NATIONS-UNIES: Le Conseil de sécurité de l'ONU a condamné jeudi "l'assaut" des paramilitaires soudanais sur la ville d'El-Facher, au Darfour, et ses "impacts dévastateurs sur les civils".

Dans cette déclaration, le Conseil exprime sa "profonde inquiétude concernant l'escalade de la violence dans et autour d'El-Facher", dont les paramilitaires des Forces de soutien rapide viennent de prendre le contrôle, et condamne les "atrocités qu'auraient commises les FSR contre la population civile, y compris exécutions sommaires et détentions arbitraires".

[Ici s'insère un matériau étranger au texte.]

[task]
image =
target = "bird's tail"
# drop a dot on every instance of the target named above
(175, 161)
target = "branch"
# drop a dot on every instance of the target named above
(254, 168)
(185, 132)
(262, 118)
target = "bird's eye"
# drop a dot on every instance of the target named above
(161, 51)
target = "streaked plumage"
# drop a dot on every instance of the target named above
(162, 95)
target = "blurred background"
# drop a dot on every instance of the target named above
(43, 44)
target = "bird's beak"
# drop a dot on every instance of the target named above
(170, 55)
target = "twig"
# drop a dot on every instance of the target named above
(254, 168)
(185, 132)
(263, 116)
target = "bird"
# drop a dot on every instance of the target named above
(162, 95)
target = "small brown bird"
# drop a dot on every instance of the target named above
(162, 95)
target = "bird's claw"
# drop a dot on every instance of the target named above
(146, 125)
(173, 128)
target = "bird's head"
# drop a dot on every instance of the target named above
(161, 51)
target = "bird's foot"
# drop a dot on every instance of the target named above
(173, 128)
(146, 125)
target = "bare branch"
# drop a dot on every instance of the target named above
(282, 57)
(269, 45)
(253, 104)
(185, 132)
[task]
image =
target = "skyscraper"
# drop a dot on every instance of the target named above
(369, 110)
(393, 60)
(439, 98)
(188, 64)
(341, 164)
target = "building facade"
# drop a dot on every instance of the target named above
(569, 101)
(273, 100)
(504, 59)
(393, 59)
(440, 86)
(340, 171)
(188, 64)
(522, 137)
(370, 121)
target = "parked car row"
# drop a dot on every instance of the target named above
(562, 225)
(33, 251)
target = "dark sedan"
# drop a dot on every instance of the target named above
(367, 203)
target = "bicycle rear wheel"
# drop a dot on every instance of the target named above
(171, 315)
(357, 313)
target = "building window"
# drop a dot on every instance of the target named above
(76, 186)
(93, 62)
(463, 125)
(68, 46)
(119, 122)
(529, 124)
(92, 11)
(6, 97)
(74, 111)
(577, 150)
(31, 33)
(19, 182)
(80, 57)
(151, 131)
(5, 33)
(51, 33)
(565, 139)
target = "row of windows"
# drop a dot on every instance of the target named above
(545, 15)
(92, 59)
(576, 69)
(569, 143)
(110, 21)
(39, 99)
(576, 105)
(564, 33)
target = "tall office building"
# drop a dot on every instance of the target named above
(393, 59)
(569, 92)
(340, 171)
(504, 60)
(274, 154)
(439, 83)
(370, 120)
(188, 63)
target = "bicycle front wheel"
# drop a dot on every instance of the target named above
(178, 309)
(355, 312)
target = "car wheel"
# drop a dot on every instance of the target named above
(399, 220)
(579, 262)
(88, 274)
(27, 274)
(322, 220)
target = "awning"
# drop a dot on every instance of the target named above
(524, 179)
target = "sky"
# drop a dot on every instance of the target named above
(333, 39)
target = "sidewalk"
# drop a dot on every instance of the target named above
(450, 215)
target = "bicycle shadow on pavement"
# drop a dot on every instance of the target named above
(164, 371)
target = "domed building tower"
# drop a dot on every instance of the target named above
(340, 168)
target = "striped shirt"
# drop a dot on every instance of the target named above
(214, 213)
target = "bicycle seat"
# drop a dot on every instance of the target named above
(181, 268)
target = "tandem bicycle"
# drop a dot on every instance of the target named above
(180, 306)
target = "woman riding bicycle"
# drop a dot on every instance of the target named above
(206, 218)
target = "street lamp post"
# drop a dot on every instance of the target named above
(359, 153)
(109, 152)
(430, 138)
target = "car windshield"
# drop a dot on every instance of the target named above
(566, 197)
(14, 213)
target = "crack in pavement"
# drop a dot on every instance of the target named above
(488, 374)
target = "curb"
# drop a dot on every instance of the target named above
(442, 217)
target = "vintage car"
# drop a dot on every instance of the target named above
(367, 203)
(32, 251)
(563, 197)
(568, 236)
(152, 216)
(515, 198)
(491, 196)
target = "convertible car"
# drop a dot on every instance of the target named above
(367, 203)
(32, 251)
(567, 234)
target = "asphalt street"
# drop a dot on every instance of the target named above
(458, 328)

El-Facher, dernière grande ville du Darfour qui échappait au contrôle des Forces de soutien rapide (FSR), "déjà le théâtre de niveaux catastrophiques de souffrance humaine, a plongé dans un enfer encore plus noir, avec des informations crédibles d'exécutions de masse" après l'entrée des paramilitaires, a dénoncé devant le Conseil de sécurité le chef des opérations humanitaires de l'ONU, Tom Fletcher.

"Nous ne pouvons pas entendre les cris, mais pendant que nous sommes assis ici, l'horreur se poursuit. Des femmes et des filles sont violées, des gens mutilés et tués, en toute impunité", a-t-il ajouté.

Mais "la tuerie n'est pas limitée au Darfour", a-t-il alerté, s'inquiétant notamment de la situation dans le Kordofan voisin.

"Des combats féroces au Kordofan-Nord provoquent de nouvelles vagues de déplacement et menacent la réponse humanitaire, y compris autour de la capitale El-Obeid".

Des informations font état "d'atrocités à large échelle commises par les Forces de soutien rapide à Bara, dans le Kordofan-Nord, après la récente prise de la ville", a également dénoncé Martha Ama Akyaa Pobee, sous-secrétaire générale de l'ONU chargée de l'Afrique.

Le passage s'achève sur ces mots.